The new online version of the Free Application for Federal Student Aid (FAFSA) will allow college applicants to skip series of questions that don’t apply to them and includes help text and easily accessible instructions, federal officials announced Jan. 5.
Education Secretary Arne Duncan and Jill Biden, Vice President Joe Biden’s wife and a former community college educator, promoted the streamlined FAFSA form at Banneker Senior High School in Washington, D.C., where college hopefuls filled out online applications that gauge how much student aid they are eligible for.
About 20 million students submit the FAFSA every year.
Changes to the application include allowing low-income students to bypass a series of questions about their families’ financial assets–a technology known as “skip logic.” If the student qualifies as low-income, those asset questions don’t determine their college aid.
College students applying for federal aid for the 2010-11 school year will complete the streamlined FAFSA form. Twenty-two questions and 17 web screens have been eliminated on the new form.

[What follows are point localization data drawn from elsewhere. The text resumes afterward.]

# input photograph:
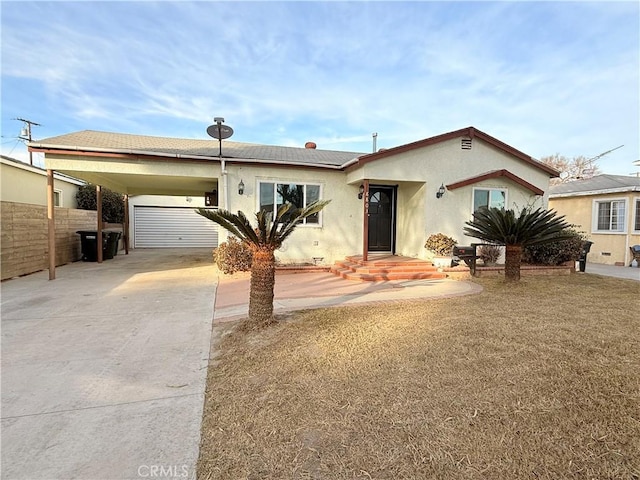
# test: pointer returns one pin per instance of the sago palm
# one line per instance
(263, 240)
(504, 227)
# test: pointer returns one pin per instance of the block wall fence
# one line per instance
(24, 244)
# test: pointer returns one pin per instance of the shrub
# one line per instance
(556, 253)
(233, 256)
(440, 244)
(112, 203)
(489, 253)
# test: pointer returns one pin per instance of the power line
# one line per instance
(25, 134)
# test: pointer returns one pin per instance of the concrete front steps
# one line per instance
(385, 267)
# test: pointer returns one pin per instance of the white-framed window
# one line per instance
(275, 194)
(609, 215)
(489, 197)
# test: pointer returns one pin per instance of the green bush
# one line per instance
(556, 253)
(233, 256)
(112, 203)
(489, 253)
(440, 244)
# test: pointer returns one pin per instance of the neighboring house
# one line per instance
(24, 183)
(607, 208)
(388, 201)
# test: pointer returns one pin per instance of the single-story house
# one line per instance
(388, 201)
(607, 208)
(24, 183)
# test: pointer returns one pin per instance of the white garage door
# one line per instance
(158, 227)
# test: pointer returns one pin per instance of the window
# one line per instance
(489, 197)
(610, 216)
(274, 195)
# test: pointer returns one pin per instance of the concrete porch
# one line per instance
(380, 267)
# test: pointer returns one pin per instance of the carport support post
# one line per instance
(99, 233)
(51, 226)
(125, 234)
(365, 222)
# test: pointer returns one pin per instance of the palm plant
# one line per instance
(504, 227)
(263, 240)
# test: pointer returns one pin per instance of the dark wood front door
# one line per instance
(381, 218)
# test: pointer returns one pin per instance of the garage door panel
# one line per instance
(170, 227)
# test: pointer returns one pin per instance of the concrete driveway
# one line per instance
(104, 368)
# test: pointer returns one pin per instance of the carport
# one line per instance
(141, 166)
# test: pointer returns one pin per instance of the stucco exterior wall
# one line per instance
(340, 233)
(26, 184)
(424, 170)
(609, 248)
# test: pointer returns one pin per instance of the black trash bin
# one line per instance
(90, 245)
(111, 245)
(586, 246)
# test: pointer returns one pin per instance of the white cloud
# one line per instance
(545, 77)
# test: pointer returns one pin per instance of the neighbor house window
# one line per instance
(273, 195)
(610, 216)
(489, 197)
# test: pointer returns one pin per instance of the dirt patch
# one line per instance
(535, 380)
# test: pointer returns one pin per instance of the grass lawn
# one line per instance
(536, 380)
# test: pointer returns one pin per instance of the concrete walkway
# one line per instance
(629, 273)
(104, 368)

The FAFSA form unveiled this week will not ask first-year students about drug convictions. It eliminates questions about veterans’ benefits, and it does away with questions about legal residency for applicants who have lived at the same address for five years or more.
Applicants who are financially dependent, but whose parents refuse to submit their tax information, now will be able to submit the FAFSA without parental information and qualify for unsubsidized student loans, according to the Education Department’s Jan. 5 announcement.
College and university financial aid officials said the announcement is the latest in a long line of changes and tweaks to the once-lengthy FAFSA paperwork. Some campus officials were skeptical of simplifying a form designed to allocate aid to students who might not be able to attend college without it.
“The federal government is always trying to make it easier,” said Sherwood Johnson, director of financial aid at Brooklyn College. “It’s good to have someone working toward making the form simpler … but if you’re in the business of giving away money, the question is, ‘How do you appropriately put out a document to weed out those who don’t deserve the money?'”
Trimming questions from the financial aid form, Sherwood said, could make it more difficult to determine who deserves tuition help, and how much they need.
Harry Amaral, director of enrollment services at the University of Rhode Island, said streamlining the FAFSA form marks an important incremental change. The application will be reformed further, he said, if questions about a family’s assets–information that cannot be found on a tax return–are removed.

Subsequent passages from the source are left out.